Mexico enacts anti-corruption law as Wal-Mart scandal worries
As shock waves stemming from Wal-Mart’s corruption case began to ripple across Mexico, the government on Thursday approved the nation’s first anti-corruption law.
The move appeared orchestrated to coincide with the Mexico comptroller’s office announcement 24 hours earlier that it will investigate the widening bribery case, caving into international and local anti-corruption officials and politician’s pressure that it nust get to the bottom of it.
The ordeal has sent Walmart de Mexico’s shares plummeting in recent days. On Thursday, the share closed at 28.7 pesos, down from a 52-week high of 35 pesos.
“The government is very worried and they are going to investigate this,” said Pedro Hernandez, a partner at PWC Mexico’s M&A practice.
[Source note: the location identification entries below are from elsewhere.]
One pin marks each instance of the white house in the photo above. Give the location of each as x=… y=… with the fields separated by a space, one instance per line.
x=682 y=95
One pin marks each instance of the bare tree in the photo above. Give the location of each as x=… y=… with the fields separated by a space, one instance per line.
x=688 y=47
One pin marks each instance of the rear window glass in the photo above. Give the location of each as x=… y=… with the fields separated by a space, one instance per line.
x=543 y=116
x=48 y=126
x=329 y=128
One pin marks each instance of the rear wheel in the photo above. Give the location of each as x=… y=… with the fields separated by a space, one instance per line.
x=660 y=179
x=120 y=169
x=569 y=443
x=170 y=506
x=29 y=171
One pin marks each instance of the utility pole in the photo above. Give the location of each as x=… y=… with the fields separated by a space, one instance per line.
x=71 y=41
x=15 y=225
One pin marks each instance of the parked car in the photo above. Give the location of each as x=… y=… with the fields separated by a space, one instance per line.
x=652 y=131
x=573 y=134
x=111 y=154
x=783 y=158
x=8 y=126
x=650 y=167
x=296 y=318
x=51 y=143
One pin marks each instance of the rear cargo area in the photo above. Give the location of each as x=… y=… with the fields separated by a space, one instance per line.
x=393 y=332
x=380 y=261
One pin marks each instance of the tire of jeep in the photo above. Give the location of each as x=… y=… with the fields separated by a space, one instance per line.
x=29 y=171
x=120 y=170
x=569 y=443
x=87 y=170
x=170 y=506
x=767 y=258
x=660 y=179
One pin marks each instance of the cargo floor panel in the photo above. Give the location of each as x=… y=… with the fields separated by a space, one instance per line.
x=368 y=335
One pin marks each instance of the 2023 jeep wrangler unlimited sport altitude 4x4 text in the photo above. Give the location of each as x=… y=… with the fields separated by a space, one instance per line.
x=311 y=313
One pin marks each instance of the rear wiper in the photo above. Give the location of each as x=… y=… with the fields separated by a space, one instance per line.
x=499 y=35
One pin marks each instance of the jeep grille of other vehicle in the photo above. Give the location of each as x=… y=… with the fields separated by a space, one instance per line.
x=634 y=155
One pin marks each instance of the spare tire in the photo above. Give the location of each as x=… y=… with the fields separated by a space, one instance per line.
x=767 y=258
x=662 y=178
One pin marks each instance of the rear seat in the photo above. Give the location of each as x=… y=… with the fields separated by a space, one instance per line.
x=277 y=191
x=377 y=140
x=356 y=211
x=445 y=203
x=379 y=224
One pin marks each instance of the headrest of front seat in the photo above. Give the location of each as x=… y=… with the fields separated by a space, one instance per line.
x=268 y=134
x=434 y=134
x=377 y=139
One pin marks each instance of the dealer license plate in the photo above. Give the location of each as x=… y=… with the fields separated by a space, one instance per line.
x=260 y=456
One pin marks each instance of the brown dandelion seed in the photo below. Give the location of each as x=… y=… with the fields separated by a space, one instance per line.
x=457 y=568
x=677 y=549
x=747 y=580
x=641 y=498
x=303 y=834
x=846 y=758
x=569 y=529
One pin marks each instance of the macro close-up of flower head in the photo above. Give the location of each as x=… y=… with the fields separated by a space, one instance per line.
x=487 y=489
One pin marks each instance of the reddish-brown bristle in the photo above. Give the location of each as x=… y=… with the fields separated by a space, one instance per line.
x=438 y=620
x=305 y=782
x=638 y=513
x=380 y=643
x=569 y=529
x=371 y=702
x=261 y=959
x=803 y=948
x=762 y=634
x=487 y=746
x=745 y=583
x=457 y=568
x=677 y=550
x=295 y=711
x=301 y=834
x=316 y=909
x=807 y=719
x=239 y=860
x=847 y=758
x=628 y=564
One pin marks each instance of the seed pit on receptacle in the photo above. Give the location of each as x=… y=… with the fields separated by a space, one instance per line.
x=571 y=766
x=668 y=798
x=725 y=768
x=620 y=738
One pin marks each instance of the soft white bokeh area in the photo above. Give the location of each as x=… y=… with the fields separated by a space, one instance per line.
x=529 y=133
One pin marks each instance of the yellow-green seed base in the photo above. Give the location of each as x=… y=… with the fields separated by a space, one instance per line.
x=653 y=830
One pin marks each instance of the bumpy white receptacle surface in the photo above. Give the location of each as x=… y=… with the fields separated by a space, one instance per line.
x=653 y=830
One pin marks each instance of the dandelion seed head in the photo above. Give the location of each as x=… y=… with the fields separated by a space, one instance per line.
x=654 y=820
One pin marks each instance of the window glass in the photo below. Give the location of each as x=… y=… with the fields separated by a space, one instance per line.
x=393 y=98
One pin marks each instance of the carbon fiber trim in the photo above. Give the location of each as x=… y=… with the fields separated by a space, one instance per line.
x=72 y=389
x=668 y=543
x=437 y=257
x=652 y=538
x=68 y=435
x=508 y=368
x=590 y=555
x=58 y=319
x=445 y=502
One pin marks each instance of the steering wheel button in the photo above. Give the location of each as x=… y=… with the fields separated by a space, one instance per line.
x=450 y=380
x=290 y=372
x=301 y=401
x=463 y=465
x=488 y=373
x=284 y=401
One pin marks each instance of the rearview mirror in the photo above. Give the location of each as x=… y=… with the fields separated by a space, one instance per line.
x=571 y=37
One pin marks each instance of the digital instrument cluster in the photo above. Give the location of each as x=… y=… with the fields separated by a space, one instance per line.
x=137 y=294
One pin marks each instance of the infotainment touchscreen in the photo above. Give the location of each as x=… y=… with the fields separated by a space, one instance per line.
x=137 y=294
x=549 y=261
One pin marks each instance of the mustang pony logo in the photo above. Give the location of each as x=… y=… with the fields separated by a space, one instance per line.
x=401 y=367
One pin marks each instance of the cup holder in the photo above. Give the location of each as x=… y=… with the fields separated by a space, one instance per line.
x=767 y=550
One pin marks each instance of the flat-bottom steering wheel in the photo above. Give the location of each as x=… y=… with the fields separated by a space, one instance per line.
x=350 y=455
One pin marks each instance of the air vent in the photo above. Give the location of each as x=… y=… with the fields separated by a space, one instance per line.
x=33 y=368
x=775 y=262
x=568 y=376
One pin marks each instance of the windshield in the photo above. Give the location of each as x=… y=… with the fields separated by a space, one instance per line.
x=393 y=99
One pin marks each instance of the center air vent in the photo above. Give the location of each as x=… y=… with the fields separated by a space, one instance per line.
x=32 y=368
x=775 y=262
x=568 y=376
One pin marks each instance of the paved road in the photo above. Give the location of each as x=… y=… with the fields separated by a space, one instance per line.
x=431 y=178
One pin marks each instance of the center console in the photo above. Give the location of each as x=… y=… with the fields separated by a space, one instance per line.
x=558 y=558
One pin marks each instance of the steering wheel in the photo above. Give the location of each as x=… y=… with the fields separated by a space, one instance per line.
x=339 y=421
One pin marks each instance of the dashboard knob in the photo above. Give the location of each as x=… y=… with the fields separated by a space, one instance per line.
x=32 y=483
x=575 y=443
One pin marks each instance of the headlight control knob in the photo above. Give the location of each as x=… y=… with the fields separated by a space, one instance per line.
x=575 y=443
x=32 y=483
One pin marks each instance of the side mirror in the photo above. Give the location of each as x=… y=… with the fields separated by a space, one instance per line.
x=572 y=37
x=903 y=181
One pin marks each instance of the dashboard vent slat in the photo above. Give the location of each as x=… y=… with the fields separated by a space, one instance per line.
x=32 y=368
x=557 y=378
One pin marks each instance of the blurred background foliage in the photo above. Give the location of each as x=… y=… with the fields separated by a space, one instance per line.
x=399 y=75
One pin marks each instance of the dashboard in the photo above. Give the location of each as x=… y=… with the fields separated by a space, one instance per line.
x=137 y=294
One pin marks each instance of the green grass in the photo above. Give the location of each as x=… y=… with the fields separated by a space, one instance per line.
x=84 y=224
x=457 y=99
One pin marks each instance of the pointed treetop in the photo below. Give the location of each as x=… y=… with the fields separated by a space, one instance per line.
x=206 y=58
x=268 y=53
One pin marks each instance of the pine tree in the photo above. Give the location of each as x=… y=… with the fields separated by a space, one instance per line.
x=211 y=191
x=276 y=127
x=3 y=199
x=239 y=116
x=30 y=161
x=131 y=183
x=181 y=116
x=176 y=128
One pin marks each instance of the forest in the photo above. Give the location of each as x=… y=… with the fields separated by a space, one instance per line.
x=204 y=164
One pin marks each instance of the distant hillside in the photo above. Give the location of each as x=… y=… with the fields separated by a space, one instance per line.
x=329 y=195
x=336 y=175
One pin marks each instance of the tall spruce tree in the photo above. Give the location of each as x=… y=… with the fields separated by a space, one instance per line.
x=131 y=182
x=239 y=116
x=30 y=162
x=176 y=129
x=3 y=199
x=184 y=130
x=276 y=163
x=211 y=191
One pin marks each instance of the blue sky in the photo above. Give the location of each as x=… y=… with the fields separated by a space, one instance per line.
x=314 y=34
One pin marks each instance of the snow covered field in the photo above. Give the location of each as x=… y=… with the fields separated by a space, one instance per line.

Hernandez said it’s pivotal for Mexico to probe the case and punish its regional government officials and Walmart, if they are found guilty. Failing to do so will scare foreign investors away from the country, which is already suffering from heavy drug-related crime, he noted.
Mexico is expected to benefit from investors´ growing interest in the high-performing emerging markets as the world continues to rile under a stinging recession. According to Hernandez, the government expects to attract $19.8 billion in foreign direct investment this year, a huge jump from 2011′s $14.6 billion.
“But if something goes wrong with Walmart, if they don’t pursue this case, all of this could fall down,” Hernandez warned.